Remember, risk tolerance isn’t just about numbers—it’s also about emotions, goals, and life circumstances.
Using the App as a Tool
The Monte Carlo simulation app makes this concept interactive and engaging.
Access your Monte Carlo Risk Floor Simulator here
Here’s how you can use it:
- Adjust the Volatility Slider: See how different levels of volatility affect the Risk Floor.
- Compare Two Assets: Test how two investments stack up against each other. Are you comfortable with the trade-offs?
- Plan for the Unexpected: Use the Risk Floor to stress-test your investment ideas.
The app isn’t just about numbers—it’s about making informed decisions based on your personal comfort level with risk.
Simulations Aren’t Crystal Balls
While Monte Carlo simulations are powerful, they’re not predictions. They rely on assumptions (like volatility) and historical data that may not reflect future conditions. Markets are unpredictable, and black swan events (rare, unexpected shocks) can throw even the best models off course.
Think of simulations as a flashlight in a dark room. They help you navigate, but they don’t show the entire picture.
Why This Matters to You
Risk management is the cornerstone of successful investing. By understanding worst-case scenarios, you can:
- Align your investments with your financial goals.
- Avoid emotional decision-making during market downturns.
- Build a portfolio that lets you sleep soundly at night.
Monte Carlo simulations offer a practical, visual way to grasp risk.

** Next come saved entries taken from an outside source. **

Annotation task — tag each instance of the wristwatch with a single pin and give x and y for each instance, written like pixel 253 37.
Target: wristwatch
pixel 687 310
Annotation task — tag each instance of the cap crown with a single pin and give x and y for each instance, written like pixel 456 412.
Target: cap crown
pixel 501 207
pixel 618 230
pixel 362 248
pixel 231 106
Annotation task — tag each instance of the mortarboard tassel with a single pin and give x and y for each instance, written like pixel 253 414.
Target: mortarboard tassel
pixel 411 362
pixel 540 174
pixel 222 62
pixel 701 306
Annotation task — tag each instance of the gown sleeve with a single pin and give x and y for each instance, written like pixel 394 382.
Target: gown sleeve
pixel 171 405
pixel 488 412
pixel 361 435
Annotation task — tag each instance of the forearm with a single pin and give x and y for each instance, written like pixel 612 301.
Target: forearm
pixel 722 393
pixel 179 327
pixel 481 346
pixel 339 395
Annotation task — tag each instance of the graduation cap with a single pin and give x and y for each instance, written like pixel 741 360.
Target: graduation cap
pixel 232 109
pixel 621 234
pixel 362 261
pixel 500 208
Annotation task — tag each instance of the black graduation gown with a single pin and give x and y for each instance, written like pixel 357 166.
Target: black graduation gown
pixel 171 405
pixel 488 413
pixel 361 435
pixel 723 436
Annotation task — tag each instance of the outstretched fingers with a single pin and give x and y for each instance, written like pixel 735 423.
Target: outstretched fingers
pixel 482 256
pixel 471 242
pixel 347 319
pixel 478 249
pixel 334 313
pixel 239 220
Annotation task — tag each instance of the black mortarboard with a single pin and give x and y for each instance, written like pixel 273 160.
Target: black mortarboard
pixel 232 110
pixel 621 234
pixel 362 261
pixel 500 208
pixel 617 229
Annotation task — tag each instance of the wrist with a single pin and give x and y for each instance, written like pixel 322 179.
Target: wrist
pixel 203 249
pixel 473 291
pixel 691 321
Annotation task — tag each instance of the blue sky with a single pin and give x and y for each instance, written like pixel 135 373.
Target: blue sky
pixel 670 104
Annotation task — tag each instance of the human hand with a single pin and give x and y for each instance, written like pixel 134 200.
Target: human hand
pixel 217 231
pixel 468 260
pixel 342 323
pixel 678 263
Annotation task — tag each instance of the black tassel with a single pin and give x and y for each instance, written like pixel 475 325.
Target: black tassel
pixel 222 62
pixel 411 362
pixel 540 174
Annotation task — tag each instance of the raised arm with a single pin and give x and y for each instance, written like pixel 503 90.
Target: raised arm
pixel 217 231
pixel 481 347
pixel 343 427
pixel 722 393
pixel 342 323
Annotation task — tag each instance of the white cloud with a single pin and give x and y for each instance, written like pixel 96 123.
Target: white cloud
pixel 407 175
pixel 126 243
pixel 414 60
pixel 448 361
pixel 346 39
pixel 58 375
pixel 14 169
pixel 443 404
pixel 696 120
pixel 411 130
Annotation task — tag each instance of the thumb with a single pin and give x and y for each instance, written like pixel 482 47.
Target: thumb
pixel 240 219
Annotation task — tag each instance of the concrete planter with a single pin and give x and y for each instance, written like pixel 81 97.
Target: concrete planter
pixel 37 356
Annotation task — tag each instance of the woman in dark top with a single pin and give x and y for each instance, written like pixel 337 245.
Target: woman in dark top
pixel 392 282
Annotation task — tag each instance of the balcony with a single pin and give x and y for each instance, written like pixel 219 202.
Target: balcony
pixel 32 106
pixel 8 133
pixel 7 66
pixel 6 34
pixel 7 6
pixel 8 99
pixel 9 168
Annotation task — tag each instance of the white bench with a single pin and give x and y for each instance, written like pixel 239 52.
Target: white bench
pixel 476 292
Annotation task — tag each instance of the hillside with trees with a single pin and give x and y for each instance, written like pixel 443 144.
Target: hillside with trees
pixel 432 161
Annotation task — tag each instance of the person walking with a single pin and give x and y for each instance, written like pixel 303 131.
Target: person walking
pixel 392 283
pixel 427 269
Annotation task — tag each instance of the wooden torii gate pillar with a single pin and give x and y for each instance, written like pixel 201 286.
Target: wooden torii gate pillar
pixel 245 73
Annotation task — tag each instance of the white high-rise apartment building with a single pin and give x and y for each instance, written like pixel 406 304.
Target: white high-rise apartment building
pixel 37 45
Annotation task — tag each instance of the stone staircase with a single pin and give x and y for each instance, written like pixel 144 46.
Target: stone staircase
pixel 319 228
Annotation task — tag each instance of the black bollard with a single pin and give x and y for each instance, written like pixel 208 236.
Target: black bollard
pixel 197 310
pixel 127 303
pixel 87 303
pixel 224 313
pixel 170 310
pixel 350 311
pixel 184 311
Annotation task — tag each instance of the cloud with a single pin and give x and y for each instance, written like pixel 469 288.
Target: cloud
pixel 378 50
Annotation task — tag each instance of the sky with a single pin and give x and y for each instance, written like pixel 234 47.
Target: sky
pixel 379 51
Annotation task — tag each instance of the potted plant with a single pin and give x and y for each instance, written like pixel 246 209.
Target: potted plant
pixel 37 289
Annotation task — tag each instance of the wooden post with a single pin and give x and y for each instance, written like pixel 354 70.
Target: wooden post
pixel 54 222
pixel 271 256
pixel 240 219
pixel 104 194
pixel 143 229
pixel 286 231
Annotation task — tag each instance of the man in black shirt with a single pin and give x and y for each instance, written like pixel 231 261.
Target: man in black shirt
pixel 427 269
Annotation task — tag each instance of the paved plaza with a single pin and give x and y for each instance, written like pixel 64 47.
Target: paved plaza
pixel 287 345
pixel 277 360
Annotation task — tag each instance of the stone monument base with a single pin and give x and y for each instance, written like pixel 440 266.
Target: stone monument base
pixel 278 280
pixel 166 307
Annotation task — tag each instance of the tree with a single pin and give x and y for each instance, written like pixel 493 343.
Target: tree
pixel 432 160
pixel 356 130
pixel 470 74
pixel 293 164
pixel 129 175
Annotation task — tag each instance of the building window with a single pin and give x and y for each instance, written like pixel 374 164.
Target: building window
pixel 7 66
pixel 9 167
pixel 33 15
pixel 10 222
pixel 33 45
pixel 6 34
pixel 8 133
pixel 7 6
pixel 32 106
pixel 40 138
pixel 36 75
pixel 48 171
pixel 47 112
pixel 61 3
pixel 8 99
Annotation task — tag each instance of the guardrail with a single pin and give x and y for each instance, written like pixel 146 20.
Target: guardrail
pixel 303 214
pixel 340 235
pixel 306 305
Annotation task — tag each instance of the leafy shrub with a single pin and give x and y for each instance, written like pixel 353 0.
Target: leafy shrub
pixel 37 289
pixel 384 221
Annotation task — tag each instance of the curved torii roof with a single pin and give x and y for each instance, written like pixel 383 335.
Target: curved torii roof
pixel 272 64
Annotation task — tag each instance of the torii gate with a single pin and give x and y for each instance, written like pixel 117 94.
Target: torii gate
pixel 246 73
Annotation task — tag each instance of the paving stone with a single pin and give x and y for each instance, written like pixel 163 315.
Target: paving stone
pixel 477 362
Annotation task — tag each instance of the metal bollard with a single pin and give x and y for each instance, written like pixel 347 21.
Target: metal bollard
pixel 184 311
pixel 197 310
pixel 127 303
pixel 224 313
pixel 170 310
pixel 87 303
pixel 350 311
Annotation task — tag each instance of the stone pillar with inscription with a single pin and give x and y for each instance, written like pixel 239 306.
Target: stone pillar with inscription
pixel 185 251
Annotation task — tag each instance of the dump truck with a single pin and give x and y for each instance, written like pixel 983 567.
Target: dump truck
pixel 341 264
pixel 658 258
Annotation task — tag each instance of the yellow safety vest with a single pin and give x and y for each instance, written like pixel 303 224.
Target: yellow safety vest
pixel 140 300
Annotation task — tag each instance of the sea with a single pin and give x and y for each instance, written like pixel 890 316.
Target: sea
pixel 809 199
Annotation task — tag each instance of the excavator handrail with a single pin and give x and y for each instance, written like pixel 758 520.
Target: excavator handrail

Final Thoughts: So, How Much Risk Is Too Much?
There’s no universal answer. Your ideal risk level depends on your financial goals, time horizon, and personality. Monte Carlo simulations won’t eliminate risk, but they provide clarity—and clarity leads to confidence.
So, grab a cup of coffee, fire up the app, and explore. The more you understand your Risk Floor, the better equipped you’ll be to make decisions that align with your unique financial journey.